Aber wie soll das funktionieren? Die Antwort darauf gab Jobst Fiedler von der Hertie School of Governance: „Man kann ein Auto nicht von innen anschieben.“ Anders ausgedrückt: Berlins Politik und Verwaltungen brauchen Sachverstand junger und externer Fachleute. Doch die hätten aufgrund des Einstellungsstopps im öffentlichen Dienst keine Chance. Die Beharrungskräfte in der Subventionshauptstadt seien noch immer stärker. Die Lösung liegt aus Fiedlers Sicht im Umbau des Länderfinanzausgleichs, von dem Berlin mit insgesamt mehr als 5 Milliarden Euro jährlich am stärksten profitiert. Mehr Leistungsanreize müssten her.

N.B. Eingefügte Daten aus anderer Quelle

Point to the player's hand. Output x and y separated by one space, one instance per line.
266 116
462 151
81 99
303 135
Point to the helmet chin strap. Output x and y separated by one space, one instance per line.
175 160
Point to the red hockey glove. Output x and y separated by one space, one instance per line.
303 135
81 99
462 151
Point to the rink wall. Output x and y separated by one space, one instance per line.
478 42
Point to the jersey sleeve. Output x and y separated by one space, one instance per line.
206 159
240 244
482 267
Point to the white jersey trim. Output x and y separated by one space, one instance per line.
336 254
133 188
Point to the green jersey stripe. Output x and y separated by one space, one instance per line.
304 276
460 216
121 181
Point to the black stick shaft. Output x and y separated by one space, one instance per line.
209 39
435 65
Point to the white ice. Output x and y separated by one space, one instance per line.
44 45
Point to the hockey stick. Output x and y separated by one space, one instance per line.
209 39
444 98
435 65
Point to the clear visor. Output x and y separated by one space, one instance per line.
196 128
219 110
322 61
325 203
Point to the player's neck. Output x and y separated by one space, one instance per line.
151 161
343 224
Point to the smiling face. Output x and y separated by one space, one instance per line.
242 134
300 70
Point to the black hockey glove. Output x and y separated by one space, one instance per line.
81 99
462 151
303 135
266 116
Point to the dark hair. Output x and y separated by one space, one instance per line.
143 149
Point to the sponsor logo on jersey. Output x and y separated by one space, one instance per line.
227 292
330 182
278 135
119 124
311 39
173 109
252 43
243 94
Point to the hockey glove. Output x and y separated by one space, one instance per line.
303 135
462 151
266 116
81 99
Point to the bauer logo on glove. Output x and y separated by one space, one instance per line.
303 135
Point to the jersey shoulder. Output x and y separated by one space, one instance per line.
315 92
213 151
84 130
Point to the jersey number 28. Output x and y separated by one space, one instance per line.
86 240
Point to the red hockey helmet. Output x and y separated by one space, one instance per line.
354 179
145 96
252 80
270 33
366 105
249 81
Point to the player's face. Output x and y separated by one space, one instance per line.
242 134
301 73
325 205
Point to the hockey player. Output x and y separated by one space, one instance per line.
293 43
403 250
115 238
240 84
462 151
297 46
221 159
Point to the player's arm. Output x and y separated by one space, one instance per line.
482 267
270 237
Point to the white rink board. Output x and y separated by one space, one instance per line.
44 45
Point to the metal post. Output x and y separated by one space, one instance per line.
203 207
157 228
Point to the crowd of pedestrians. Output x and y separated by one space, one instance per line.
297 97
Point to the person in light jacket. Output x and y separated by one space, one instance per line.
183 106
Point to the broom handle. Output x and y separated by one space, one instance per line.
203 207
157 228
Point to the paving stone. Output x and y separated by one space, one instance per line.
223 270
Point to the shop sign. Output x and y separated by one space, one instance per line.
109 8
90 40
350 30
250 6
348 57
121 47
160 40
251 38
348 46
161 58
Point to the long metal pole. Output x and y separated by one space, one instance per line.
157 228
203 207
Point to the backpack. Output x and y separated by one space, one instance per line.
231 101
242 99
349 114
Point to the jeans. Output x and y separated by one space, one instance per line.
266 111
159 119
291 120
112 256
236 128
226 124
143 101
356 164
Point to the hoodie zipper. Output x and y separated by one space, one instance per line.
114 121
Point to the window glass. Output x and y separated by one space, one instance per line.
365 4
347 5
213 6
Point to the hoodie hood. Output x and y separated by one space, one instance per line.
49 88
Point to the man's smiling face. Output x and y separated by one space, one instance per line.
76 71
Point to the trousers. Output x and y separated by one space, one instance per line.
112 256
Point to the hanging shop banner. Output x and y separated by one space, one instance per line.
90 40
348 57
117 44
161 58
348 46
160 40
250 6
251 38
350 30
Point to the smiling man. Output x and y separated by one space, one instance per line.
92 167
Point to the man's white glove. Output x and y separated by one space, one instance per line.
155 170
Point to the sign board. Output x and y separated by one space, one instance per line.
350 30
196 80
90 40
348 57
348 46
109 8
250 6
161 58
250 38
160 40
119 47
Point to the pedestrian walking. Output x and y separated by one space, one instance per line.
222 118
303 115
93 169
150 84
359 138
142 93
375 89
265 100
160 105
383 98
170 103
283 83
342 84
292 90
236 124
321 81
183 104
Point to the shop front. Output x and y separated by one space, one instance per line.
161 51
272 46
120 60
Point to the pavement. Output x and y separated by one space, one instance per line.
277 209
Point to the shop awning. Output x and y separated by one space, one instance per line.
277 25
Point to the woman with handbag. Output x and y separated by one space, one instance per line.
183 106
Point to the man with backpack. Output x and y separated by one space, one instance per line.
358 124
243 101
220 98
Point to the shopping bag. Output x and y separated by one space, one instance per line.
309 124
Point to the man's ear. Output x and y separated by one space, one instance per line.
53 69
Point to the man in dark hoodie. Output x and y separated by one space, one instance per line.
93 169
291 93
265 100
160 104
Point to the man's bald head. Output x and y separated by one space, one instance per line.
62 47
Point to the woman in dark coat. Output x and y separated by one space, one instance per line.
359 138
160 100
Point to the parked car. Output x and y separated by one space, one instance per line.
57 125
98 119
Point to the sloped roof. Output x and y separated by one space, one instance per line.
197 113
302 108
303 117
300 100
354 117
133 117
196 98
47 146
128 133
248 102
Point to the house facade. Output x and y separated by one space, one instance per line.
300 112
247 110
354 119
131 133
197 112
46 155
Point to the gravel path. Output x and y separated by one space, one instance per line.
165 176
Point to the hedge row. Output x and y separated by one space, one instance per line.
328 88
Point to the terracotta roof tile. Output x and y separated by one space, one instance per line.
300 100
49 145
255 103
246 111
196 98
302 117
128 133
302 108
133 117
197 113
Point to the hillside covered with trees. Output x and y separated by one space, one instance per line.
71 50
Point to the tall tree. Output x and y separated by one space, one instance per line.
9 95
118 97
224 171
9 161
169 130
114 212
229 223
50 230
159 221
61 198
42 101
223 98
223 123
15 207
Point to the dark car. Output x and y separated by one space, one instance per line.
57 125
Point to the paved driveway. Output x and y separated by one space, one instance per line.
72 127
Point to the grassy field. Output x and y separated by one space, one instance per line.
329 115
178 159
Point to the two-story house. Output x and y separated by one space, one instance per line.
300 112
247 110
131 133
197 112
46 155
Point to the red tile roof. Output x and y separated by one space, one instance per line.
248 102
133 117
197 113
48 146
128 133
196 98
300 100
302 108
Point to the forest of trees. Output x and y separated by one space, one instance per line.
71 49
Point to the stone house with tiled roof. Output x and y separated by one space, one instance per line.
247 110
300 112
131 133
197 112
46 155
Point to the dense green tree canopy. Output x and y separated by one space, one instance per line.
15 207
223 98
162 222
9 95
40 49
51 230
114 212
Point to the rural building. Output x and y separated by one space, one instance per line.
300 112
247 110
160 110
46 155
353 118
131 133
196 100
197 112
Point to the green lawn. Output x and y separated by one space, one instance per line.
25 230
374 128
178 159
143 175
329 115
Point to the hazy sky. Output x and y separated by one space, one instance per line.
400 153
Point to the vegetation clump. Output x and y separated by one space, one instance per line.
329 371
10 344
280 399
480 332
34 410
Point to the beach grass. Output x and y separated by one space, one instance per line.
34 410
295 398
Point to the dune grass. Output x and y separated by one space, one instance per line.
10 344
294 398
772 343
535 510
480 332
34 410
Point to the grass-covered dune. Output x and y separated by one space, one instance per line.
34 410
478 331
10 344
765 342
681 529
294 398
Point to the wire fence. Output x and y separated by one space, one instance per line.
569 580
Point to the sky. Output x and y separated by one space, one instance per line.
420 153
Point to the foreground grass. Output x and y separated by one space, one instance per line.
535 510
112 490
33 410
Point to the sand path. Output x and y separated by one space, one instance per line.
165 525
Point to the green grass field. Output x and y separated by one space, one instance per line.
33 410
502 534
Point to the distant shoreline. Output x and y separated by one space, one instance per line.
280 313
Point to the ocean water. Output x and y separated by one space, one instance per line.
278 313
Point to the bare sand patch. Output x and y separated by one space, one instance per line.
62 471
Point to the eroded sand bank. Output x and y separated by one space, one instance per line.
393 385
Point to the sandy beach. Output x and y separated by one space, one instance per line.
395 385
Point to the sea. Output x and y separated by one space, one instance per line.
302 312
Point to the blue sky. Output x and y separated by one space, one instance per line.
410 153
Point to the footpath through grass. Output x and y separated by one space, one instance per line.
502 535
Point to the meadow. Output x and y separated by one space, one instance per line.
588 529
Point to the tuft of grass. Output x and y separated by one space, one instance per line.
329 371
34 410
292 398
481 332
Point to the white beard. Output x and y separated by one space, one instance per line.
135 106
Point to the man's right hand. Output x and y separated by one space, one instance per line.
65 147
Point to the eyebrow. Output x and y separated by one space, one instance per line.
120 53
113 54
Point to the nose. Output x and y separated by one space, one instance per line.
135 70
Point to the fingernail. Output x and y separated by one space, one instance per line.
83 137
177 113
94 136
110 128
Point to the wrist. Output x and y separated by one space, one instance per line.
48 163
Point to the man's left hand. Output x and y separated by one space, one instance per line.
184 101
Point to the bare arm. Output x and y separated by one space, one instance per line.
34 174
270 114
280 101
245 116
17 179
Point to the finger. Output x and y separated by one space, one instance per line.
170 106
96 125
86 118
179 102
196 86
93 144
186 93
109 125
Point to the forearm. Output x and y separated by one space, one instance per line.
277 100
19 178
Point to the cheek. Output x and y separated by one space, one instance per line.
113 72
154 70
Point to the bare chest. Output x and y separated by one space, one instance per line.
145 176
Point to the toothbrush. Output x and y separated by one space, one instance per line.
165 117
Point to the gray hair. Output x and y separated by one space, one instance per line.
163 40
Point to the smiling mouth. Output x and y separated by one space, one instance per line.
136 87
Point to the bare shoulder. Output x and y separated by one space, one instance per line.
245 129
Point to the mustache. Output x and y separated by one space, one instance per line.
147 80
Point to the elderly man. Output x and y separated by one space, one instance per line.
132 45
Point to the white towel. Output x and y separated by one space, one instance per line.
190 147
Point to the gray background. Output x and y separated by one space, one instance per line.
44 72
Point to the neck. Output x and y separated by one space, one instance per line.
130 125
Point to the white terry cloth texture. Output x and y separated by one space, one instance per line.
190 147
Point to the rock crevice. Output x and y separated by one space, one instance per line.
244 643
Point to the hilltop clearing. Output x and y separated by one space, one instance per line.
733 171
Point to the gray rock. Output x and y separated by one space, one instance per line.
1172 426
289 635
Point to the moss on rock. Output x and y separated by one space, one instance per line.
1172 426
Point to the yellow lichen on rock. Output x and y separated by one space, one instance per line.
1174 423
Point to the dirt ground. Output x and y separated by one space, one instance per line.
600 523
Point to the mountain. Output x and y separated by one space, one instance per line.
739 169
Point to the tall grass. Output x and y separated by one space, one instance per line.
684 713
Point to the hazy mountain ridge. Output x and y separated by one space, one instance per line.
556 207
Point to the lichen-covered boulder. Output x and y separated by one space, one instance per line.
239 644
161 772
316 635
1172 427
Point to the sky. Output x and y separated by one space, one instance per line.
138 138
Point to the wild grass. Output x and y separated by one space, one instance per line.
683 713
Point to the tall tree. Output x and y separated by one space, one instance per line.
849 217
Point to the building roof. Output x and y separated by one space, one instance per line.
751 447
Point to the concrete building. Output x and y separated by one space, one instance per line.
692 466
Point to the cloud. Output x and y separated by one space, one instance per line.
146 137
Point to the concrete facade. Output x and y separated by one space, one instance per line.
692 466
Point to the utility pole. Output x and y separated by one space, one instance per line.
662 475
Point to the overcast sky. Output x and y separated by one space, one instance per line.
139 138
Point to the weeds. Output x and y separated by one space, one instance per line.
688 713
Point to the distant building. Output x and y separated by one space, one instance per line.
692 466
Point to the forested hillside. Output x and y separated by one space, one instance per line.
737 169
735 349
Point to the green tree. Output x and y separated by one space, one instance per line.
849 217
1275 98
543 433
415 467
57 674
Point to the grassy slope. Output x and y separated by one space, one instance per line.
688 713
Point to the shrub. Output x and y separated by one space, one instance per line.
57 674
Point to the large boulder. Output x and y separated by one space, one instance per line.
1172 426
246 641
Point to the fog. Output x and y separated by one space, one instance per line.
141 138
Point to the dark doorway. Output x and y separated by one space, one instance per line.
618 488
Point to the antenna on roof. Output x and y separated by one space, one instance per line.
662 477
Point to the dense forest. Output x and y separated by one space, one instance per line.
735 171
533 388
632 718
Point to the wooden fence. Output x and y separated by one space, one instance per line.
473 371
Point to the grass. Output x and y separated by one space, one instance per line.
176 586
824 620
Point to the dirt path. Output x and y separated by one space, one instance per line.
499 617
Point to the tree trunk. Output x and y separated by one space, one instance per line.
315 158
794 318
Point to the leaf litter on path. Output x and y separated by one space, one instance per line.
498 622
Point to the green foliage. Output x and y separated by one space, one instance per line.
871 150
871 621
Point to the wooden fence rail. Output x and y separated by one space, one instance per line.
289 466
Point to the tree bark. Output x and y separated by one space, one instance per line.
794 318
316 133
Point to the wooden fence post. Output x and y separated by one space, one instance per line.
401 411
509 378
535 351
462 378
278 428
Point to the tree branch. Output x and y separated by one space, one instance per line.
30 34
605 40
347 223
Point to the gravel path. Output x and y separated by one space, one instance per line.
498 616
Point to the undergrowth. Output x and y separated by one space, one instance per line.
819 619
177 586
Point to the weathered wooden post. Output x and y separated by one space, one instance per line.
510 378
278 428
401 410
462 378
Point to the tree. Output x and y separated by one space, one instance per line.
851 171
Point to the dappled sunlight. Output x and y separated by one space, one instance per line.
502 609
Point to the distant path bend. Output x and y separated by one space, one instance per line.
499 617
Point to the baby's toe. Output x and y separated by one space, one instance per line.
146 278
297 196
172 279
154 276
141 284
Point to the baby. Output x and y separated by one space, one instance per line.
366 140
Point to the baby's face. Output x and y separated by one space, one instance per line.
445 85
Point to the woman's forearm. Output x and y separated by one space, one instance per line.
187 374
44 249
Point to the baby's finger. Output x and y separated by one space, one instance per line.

Doch bis es so weit ist, können Jahrzehnte vergehen. Bis dahin, plädierte FU-Präsident Dieter Lenzen, müsse Berlin etwas noch Drängenderes tun: die Teilung seiner Bevölkerung in Gewinner und Verlierer verhindern. Denn: „Diese Stadt ist permanent von Verwahrlosung bedroht.“ Gezielte Nachwuchsförderung in Kitas, Schulen und Unis sei demnach nicht nur gut für die Kinder, sondern für den sozialen Frieden der Stadt.

Etwas positiver formulierte diesen Umstand Ralf Fücks von der Grünen-nahen Heinrich-Böll-Stiftung: „Die Werner Heisenbergs in Kreuzberg finden“, also junge Talente nicht nur in die Stadt locken, sondern sie auch hier aufziehen und fördern – das sei eine der größten Chancen des industriearmen Berlin.

Das Fazit nach sieben Stunden Debatte: Ja und Nein zu Studiengebühren. Mehr Autonomie für Schulen und Unis. Weniger Verwaltung und mehr Bürgerengagement. Grünen-Fraktionschef Volker Ratzmann übte sich angesichts all der Vorschläge in Demut: „Ich bin da bescheiden. Ein, zwei Projekte“ müssten nach dieser Konferenz entstehen. Dann wäre er schon froh.